How to Detect Errors and Fraud in Payroll
If payroll fraud exists, it is likely to occur in one of three ways: During an audit you can use the following methods to detect all three circumstances of payroll error and fraud: through paying fictitious employees, employees who haven’t worked or employees who no longer work for the company. To find these types of errors when performing an audit take the following precautions:
Review payroll registers: A department manager needs to review and approve the payroll register, a summary of who’s getting paid and how much, prior to being forwarded to the payroll department. Check the registers looking for names of terminated employees, duplicate names, duplicate mailing addresses, duplicate Social Security numbers, or unusual hours worked. If the employee normally works Monday through Friday and you see some Saturday or Sunday hours, follow up.
Human resources needs to enter a termination date into the system because employees leaving a company usually receive their final check after their last day of work. A great accounting computer system allows payment up to but not after the termination date. After that date, any payment to the ex-employee should be stopped because the payroll clerk won’t be able to access the employee record. If a department manager sees payroll info for a terminated employee on the payroll register, the manager should correct it both at the department level and at the human resources level.
Examine canceled checks: Look at the front and back of any available paper checks clearing through the audit client’s bank for unusual looking checks and signatures. For example, if the payroll register has the employee as John E. Doe, and the check is payable to JE Doe, find out why. The check could possibly be cashed by nonemployee Jennifer Ellen Doe working in collusion with another employee.
Observe payroll processing: It’s always nice to be able to observe from soup to nuts the running of one complete pay period. You’ll be able to detect any breakdown in controls listed in the payroll procedure manual.
If you have the thrill of watching paychecks being handed out to employees, make sure that each employee has ID, such as a company badge, and that the name on the payroll check matches the badge. Check to see that each employee gets only one check and unclaimed checks are safeguarded.
The following separations of duties should eliminate any unauthorized payments (unless many employees are committing the fraud together):
Human resources should initiate updating any new or existing personnel records only after the updates have been appropriately authorized by the proper level of operating department management. The proper authorization level is something you’ll find out while questioning management and by reading the personnel policy manual.

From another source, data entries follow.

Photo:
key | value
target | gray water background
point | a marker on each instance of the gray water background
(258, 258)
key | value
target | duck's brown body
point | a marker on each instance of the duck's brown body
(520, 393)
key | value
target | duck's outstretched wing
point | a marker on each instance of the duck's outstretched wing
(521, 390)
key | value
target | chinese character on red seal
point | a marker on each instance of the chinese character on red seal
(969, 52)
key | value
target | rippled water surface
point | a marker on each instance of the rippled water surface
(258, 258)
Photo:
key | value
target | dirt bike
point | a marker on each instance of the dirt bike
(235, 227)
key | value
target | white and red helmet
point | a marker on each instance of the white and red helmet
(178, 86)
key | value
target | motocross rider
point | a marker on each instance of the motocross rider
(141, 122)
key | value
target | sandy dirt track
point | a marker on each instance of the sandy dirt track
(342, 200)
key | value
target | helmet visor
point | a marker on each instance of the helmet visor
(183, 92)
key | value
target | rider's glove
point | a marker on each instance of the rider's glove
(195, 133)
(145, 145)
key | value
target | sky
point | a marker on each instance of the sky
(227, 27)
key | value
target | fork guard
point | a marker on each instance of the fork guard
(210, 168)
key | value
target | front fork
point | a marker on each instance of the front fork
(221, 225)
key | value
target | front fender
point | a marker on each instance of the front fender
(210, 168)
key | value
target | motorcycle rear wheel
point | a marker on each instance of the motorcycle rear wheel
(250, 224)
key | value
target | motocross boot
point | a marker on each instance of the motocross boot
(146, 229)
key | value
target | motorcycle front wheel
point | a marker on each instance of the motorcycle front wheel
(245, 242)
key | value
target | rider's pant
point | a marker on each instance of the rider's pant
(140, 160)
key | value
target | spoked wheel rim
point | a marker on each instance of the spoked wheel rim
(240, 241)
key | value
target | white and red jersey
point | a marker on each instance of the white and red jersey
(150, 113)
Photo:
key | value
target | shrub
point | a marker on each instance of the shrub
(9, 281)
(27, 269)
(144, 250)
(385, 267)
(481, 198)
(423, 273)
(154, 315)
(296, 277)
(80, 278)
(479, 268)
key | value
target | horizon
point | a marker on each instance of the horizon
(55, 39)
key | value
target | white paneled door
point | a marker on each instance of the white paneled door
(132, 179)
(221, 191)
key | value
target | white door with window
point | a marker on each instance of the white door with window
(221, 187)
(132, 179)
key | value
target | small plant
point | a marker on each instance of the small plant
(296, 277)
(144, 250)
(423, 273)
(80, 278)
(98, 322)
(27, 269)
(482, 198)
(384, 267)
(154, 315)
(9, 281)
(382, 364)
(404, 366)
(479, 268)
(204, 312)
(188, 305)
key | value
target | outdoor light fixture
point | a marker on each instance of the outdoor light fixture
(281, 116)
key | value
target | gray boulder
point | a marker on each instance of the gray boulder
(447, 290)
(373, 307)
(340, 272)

Many small companies don’t have a formal human resources department, so this first step is handled by the accounting department. Even so, some sort of separation in duties should exist so that one payroll clerk isn’t responsible for both authorizing payroll changes and processing payroll.
As payroll clerks input the payment information, they should check that all new hires and pay raises have been authorized by human resources. Payroll clerks shouldn’t have the authority to change employee master file information. (The master file contains all payroll-related facts about the employee such as name, wage, and withholding.) So if a payroll clerk receives a payroll register with info not in the system, he’ll have to contact human resources to see what’s up with the orphan employee.